China and India in the Modern World

WORKSHOP

The Australian National University, Canberra, 7-8 August 2014

This two-day workshop examines the shared experiences that shaped modern China and India. As continental-sized entities with diverse populations, rich cultural traditions and highly developed bureaucratic structures, both China and India were inducted into the global capitalist order as objects of imperialist expansion in the nineteenth century. Accompanying European (semi)colonialism were developments that defined the version of modernity to which present-day China and India are still indebted: demarcation of national borders, emergence of urban centres as culturally and economically distinct communities, movement of peoples between colonial possessions, and creation of institutions that laid the foundation for the emergence of Asia’s largest nation-states in the twentieth century.

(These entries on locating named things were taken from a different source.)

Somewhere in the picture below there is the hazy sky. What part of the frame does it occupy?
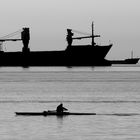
[0,0,140,59]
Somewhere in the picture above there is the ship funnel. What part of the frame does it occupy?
[21,28,30,53]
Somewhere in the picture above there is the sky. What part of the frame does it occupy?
[0,0,140,60]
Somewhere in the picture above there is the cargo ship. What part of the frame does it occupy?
[0,23,112,67]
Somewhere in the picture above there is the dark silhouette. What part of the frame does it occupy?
[0,23,112,67]
[56,103,68,113]
[66,29,74,46]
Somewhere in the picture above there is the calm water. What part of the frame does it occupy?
[0,66,140,140]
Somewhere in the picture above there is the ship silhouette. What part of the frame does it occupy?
[0,22,112,67]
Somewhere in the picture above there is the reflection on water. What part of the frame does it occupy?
[0,66,140,140]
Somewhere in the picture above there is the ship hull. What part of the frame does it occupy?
[0,45,112,67]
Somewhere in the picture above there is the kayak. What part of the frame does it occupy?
[15,111,96,116]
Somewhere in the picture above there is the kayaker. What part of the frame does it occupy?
[56,103,68,113]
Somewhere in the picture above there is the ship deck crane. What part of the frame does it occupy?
[67,22,100,46]
[0,28,30,53]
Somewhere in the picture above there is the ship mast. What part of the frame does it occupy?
[92,22,95,46]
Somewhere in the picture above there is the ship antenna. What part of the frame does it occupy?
[92,22,94,46]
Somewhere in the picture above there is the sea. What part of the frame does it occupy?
[0,65,140,140]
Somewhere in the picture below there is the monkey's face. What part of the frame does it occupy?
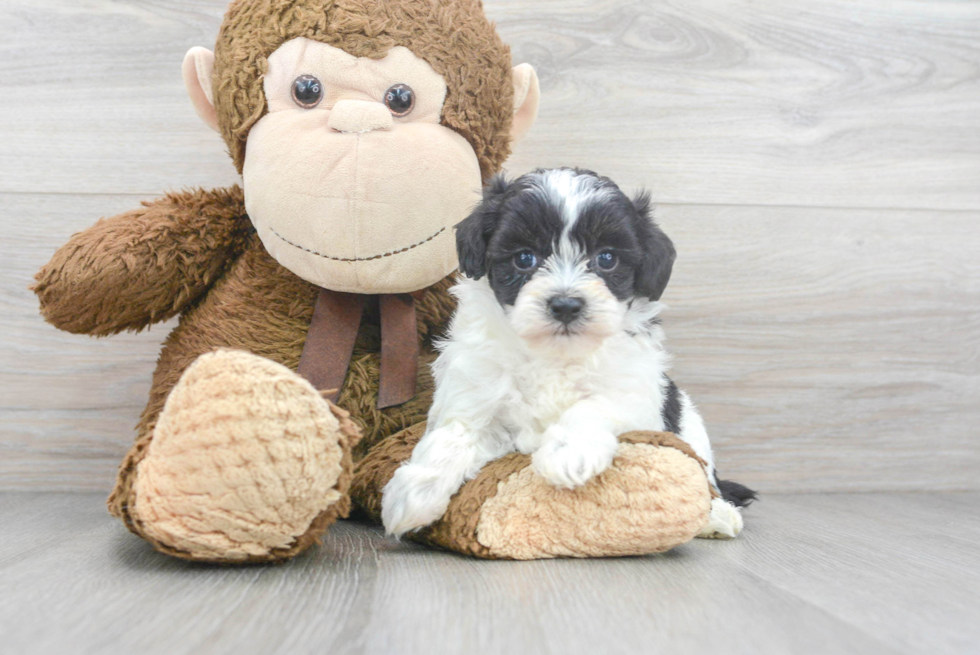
[242,38,481,293]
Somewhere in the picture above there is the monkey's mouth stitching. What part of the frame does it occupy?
[269,227,446,262]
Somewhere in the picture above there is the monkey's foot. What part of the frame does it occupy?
[128,350,359,562]
[351,425,711,559]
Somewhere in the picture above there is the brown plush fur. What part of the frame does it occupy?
[34,0,712,561]
[350,423,709,559]
[34,0,513,559]
[32,186,253,336]
[82,220,454,532]
[214,0,514,179]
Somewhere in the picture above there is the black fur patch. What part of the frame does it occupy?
[660,375,681,434]
[715,480,759,507]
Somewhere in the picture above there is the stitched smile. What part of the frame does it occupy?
[269,227,446,262]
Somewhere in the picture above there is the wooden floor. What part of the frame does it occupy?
[0,492,980,655]
[0,0,980,492]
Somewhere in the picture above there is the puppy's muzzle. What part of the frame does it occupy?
[548,296,585,325]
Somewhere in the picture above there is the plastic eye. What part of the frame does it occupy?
[385,84,415,116]
[595,250,619,272]
[514,250,538,271]
[293,75,323,109]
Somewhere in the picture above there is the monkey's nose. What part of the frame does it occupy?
[327,100,393,134]
[548,296,585,325]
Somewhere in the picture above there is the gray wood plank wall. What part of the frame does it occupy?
[0,0,980,492]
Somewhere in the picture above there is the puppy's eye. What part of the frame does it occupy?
[514,250,538,271]
[385,84,415,116]
[293,75,323,109]
[595,250,619,272]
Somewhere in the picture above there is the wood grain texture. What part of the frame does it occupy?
[0,0,980,209]
[0,493,980,655]
[0,194,980,491]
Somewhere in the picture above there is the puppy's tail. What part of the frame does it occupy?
[718,480,759,507]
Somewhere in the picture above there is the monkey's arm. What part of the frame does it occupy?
[32,186,252,336]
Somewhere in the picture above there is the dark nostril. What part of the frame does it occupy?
[548,296,585,323]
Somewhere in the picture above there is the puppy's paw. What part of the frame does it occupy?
[698,498,742,539]
[381,464,452,537]
[531,426,618,489]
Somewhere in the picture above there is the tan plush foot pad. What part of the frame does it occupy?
[351,425,711,559]
[128,351,359,562]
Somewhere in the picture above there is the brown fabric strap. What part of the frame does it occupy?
[297,289,364,403]
[378,293,419,409]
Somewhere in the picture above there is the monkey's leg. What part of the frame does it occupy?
[351,424,711,559]
[110,350,359,562]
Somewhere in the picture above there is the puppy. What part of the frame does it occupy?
[382,168,755,538]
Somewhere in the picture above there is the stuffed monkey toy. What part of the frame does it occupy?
[34,0,711,562]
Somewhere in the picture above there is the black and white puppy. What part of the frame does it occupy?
[382,168,754,538]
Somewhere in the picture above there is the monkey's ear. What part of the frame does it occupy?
[456,175,509,280]
[181,46,221,132]
[633,191,677,300]
[510,64,541,143]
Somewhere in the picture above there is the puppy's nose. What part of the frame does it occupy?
[327,100,394,134]
[548,296,585,325]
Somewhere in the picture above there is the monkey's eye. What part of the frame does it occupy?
[595,250,619,273]
[514,250,538,271]
[293,75,323,109]
[385,84,415,117]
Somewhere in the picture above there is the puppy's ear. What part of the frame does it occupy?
[633,191,677,300]
[456,175,509,280]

While European imperialism connected China and India through trade, diasporic communities and empire-building initiatives, resistance against foreign domination tied the two countries together in alternative networks that extended across Asia and beyond. Since the turn of the twentieth century, nationalism as intellectual current and organised politics intersected with transnational ideals such as Pan-Asianism, anarchism and communism. Ties forged between prominent intellectuals like Liang Qichao and Rabindranath Tagore co-existed with the entanglements between institutionalised nationalist movements in China and India. These movements were in turn embedded in competing global trends inspired by communist internationalism, inter-imperialist rivalries, and the rise of Japan as the regional hegemon during the interwar period. As China and India adopted the nation-state form, issues engendered by British imperialist expansion – the status of Tibet and other frontier regions, Chinese and Indian diasporic communities in each other’s home countries and in Southeast Asia, etc. – combined with incipient Cold War rivalries to dent what many hoped to be a new order of Third World or Pan-Asianist solidarity after the end of the Second World War.

We look forward to receiving paper proposals which consider aspects of China-India connections from the nineteenth century until the mid-twentieth century. Connections are not confined to bilateral interactions between China and India, let alone diplomatic exchanges between states. Instead, we are interested in studies that draw attention to the circulation of ideas, peoples, capital and political norms with which India and China (including regions within the two nation-states) were entangled. These connections could be centred around Chinese or Indian institutions, political movements, individuals that operated across national boundaries or entities that were multinational in nature. We also welcome comparative studies of Chinese and Indian society in the colonial/late Qing and Republican and early post-independence/socialist periods.